WebRTC (Web Real Time Communication) is an open source protocol for establishing media channels between users. Linked hypermedia (graphics, audio, video, plain text and hyperlinks) enrich the content of these channels. Users can accurately cross-link relevant web information, regardless of its location and format, using spatial and temporal descriptions. Examples are: (1) this rectangle area of the real-time video frame is related to this person's home page, (2) this segment of audio conversation is related to this Google map, (3) this segment of the call is related to this Wikipedia page, and (4) this segment of video lecture is related to this part of the YouTube video.
The linked hypermedia creates not only new meaning, but also new communication modalities: users can co-edit a linked Wikipedia page, users can co-browsing a linked Google map, and users can co-view a linked YouTube video.
The linked hypermedia can be created by users or computer programs, such as where each user collaboratively contributes his knowledge, a computer program brings in new information according to scheduled topics, or a computer program augments conversation in real-time (e.g., based on automated face recognition and/or automated speech recognition).
Real-time media access and control in web browsers can be accomplished or performed using various interfaces/specifications, including WebRTC application programming interface (API), HTML5 media API, Stream Processing API, Web Audio API, Mozilla Audio Data API, Media Controller API, Media Capture API, and HTML5 Media Capture API.
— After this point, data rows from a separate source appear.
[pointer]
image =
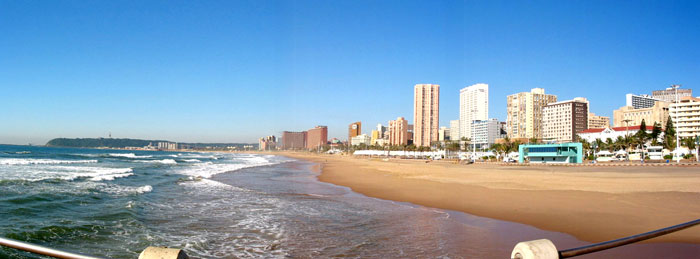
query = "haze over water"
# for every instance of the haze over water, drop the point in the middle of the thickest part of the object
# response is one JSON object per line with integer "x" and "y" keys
{"x": 115, "y": 203}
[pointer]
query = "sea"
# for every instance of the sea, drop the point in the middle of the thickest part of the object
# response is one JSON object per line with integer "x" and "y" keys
{"x": 115, "y": 203}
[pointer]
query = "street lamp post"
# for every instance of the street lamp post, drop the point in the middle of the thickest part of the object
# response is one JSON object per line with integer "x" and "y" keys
{"x": 678, "y": 141}
{"x": 627, "y": 132}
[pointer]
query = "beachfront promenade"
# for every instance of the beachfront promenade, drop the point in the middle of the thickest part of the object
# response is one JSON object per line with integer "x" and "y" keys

Multimodal interactions in real and virtual environments may be accomplished or performed in accordance with various specifications, such as World Wide Web (W3C) VXML 3.0, W3C Multimodal Architecture and Interface, W3C Emma, W3C SCXML, W3C InkML, W3C EmotionML, W3C SMIL, and Web Real-Time 3D.
Various problems exist in the current art in this field. Media URIs generated by a web browser are local and only resolvable by the browser, and are temporary and will become invalid after the browser exits. In addition, two communicating web browsers generate different URIs for related media streams. For example, browser A assigns the video from camera A_URI for a local view, while browser B assigns the video from A's camera B_URI for peer view. In this case, the A_URI and the B_URI have no common part for correlation. Further, in a collaborative multi-user conference, when an action is performed on A_URI at browser A, how is it known that it should be performed on B_URI at browser B, when each browser has many media streams?
The present disclosure provides various methods, mechanisms, and techniques to establish correlations between local media URIs during a WebRTC call, record the correlations as resource description framework (RDF) <mirror> predicates in an RDF store, and translate RDF graphs exchanged between web browsers based on the RDF <mirror> predicates.